En? Genieten jullie ook zo van je vakantie en het heerlijke weer? Voor ik op (een zeer welverdiende) vakantie ging schreef ik een gastblog voor www.wondervol.nl. Misschien heb je het al gelezen, anders is hier de link. Ik vond het heel leuk om te doen en ik wilde jullie wel eens vertellen waarom ik blog. Ik geniet nog even verder van mijn vakantie maar ik ben snel weer terug mét een heel leuk nieuwtje 🙂 Tot snel!
Love Els x
So, are you enjoying your holidays and the great weather? Before I went on my (well deserved) holiday I wrote a guestblog on www.wondervol.nl. It’s in dutch but I tried to translate it for you and you can read it below. I enjoyed doing it and to finally tell you the reason why I blog. I’m off to enjoy my vacation for a bit more but I’ll be back soon. And with some exciting news…!
Love Els x
Hi, my name is Els, graphic designer and plussize fashion blogger on xl Fashionfile. Okay, I thought about it for a long time if I should write a guestblog yes or no. And if I would write one, what would it be about? About how I became a size EU52? About the horror of dieting? Nah, that’s not me… I’m sure there’s a reason for me being plus size but I’m a positive person so I would write about dealing with being plus size and how I share this on my blog.
Do I wish to be thinner? Yes, if I’m totaly honest, two sizes down would be nice. But it is what it is and so I have to deal with it.
Making my own clothing
I love fashion, always have and always will. In my early years I already had a solid idea how I should look. When I still was in school, there was no money to buy that fancy expensive pants. So I learned myself to coop with this problem and how to make clothes and be creative about styling. Being creative comes in handy when you have a size plus. I don’t make my own clothes that much anymore because there is a lot of cute stuff outthere. But it’s still not enough…
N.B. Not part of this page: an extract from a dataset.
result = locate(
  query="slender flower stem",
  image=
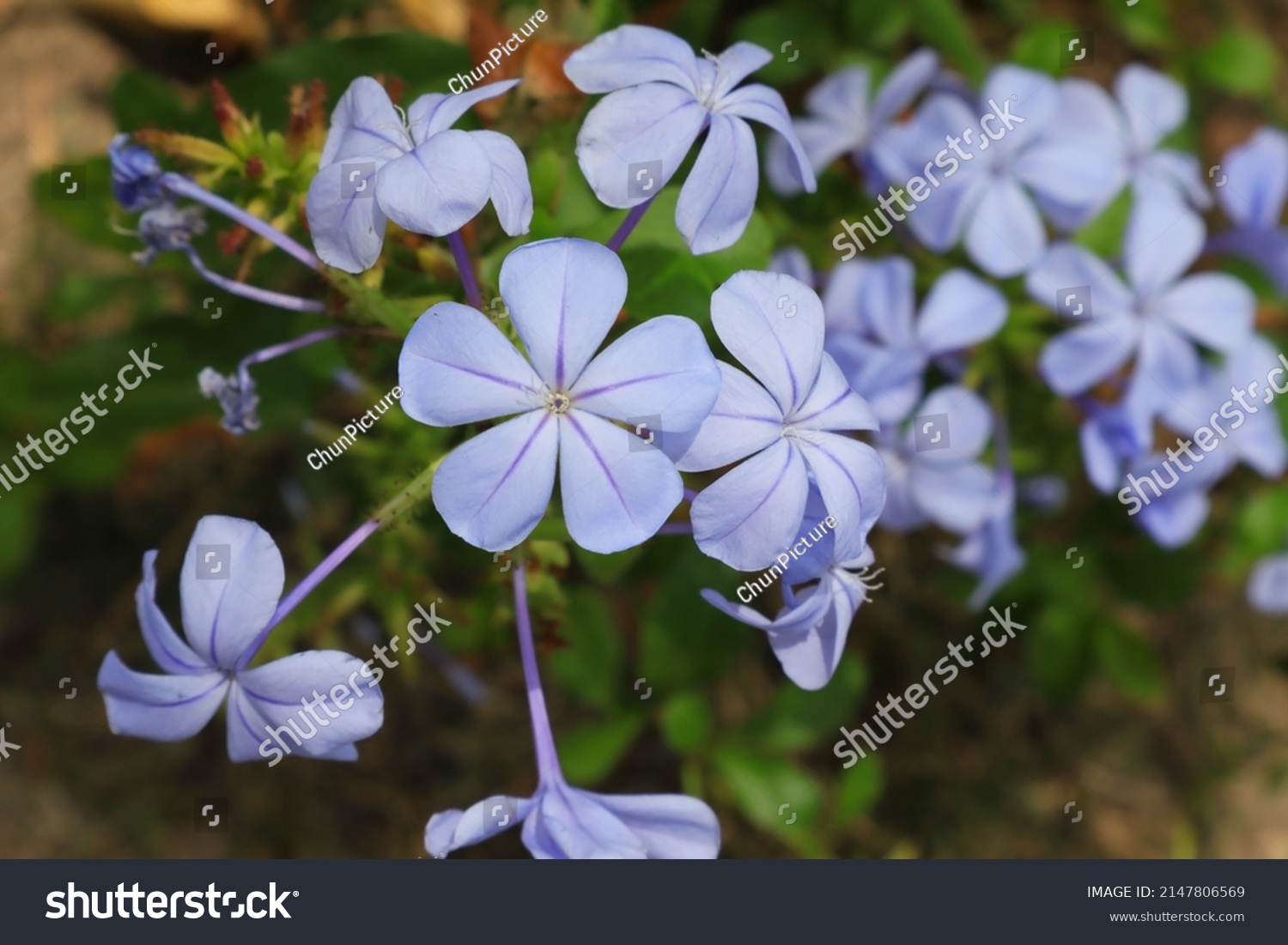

Plussize corner in the back of the store
My ideal would be to walk into a store and be able to buy the same fashionable clothing as my non-plus size girlfriend. And in the same department, not in plus size section back in the corner of the store. But that’s not happened yet, and if it will ever be so? I don’t know…
Since October 2010 I blog about plus size fashion. At first I carefully wrote some articles but soon I posted outfits of myself. Now I almost exclusively post outfits of myself. Why do I do that? Not because I like to take my picture (not really!) And certainly not because I have model ambitions. But I’m a girl on a mission: I want to inspire plus size women and show that dressing yourself can be so much fun. Maybe my style isn’t always your taste but it gives you an idea how it can be done, show yourself and be proud of your body. It is what it is and you have to live with that body.
Of course, sometimes I’m insecure about certain things in terms of my body, but I think every woman is familiar with that feeling. Plus size or straight size, we all have our ‘things’. For me: my chubby legs, you wouldn’t see me wearing a short skirt or shorts. But with opaque tights I sometimes overcome my insecurities and wear them anyway.
I often get compliments (of complete strangers as well): ‘you look so great’. In itself a compliment (always nice) but I sense there is always a kind of astonishment. As if fat people can not look nice or fashionable. Of course they can, why not? “We” can do that just as well as straight size women. But … and here it comes … I think many plus size women do not want to. Afraid to stand out, because they are all so big, that idea.
Afraid to stand out
Last week I read a comment on a photo on Facebook of someone (it was a comment on an outfit) and she said: “Yes, I like that print but not on my big body.” I commented back that a print is just flattering for a plus size woman! But what they really meant to say was: “I’m already big and with a print like that I stand out and people notice me”. Afraid to stand out. And I swear that this is not the only plus size woman who thinks like that. Too bad right? It’s a shame woman think like that. Why shouldn’t I notice you? Are you less than your straight size colleague or friend because you happen to be bigger? Really? Well, come on! You’re worth it, let people know you exist, show them it is possible! And then maybe I’m not surprised when I get a compliment. I really wish for that.